Vasvari also contends that the Commerce Department's process for
granting licenses appears flawed and muddled. Government officials, he
said, use "standardless discretion" in deciding the fate of
applications. "We don't know who decides or what criteria they use,"
he said. 

But the case has even broader implications than free speech law. The
issue of encryption regulation has been debated for years. Government
and law enforcement officials have long argued that encryption
software must be regulated to prevent it from falling into the wrong
hands: high-tech criminals and foreign governments who could use it
to cover their tracks. 

Computer industry officials and free-speech advocates, on the other
hand, say the restrictions damage the U.S. software industry and that
the export restrictions on U.S.-made encryption software is leading
to the export of programming jobs to countries without such
regulations. They also argue that encryption is already widely
available around the world.

Working for Junger is a 1996 ruling in the Bernstein case.
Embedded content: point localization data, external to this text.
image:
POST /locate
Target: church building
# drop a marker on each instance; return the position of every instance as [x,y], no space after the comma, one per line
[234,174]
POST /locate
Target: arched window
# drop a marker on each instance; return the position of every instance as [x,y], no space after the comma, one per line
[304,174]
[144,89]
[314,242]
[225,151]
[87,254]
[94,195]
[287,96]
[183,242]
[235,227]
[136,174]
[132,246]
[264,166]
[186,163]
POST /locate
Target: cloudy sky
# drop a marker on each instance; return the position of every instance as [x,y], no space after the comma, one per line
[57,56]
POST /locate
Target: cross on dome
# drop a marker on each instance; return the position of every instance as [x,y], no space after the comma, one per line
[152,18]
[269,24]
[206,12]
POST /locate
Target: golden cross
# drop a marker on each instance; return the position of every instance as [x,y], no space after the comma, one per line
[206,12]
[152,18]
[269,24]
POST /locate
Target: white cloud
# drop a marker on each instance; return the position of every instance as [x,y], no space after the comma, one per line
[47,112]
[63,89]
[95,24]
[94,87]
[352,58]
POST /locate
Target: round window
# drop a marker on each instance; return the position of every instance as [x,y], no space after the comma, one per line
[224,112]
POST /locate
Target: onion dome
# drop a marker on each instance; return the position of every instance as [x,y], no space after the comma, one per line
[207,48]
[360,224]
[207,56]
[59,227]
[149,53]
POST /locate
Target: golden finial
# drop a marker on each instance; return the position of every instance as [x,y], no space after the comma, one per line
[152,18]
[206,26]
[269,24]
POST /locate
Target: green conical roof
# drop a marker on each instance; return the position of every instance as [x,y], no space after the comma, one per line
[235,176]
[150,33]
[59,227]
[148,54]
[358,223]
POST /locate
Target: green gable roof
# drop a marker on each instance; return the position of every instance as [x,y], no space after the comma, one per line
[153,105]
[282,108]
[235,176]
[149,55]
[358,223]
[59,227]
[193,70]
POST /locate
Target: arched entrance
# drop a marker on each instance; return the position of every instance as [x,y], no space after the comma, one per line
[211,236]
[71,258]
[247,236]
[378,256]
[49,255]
In that
case, Judge Marilyn H. Patel ruled nearly two years ago that software
was, in essence, speech, and that the government's restrictions on
Bernstein amounted to an illegal prior restraint on speech and
therefore a violation of the First Amendment.

But the government appealed, leaving Bernstein still unable to
publish his ideas electronically while an appeals court decides the
fate of the case. Last December, a three-judge panel of the Ninth
U.S. Circuit Court of Appeals heard the appeal and is currently
considering Patel's 1996 decision.

Bernstein's suit dates back to February 1995, when he was a graduate
student at the University of California at Berkeley. At the time,
State Department officials told him he would have to submit his ideas
about cryptography to the government for review, get a government
license and register as an arms dealer before he could publish an
electronic version of a short encryption program he had written
called Snuffle. Without such a license he could not even discuss his
ideas at conferences, which foreigners might attend, or publish them
on the Internet, where they could be viewed overseas. 

That was until last year, when the Clinton administration shifted
encryption regulation from the State Department to the Commerce
Department. With that shift, software that scrambles communications
is no longer classified as a weapon, though it is still subject to
export rules. Under current regulations, it is legal to send computer
source code overseas in printed form but not electronically.

In its appeal, the government argued that it was trying to preserve
the ability of intelligence agencies to eavesdrop on foreign
governments and citizens. In preventing Bernstein from publishing
Snuffle electronically, government lawyers argued that what was being
restricted was not speech but the medium of the Internet, which makes
it easy for foreigners to use Bernstein's source code to encrypt
data.

It's now been nearly five months since a panel of three judges heard
the government's appeal, and nobody is watching more intently than
Federal District Judge James S. Gwin, the presiding judge in the
Junger case. 

But even when the two cases are decided, it won't likely be the end
of either one. Any decision in Bernstein is almost certain to result
in an appeal to the U.S. Supreme Court, legal experts say. In Junger,
the case is likely to be sent to an appeals court.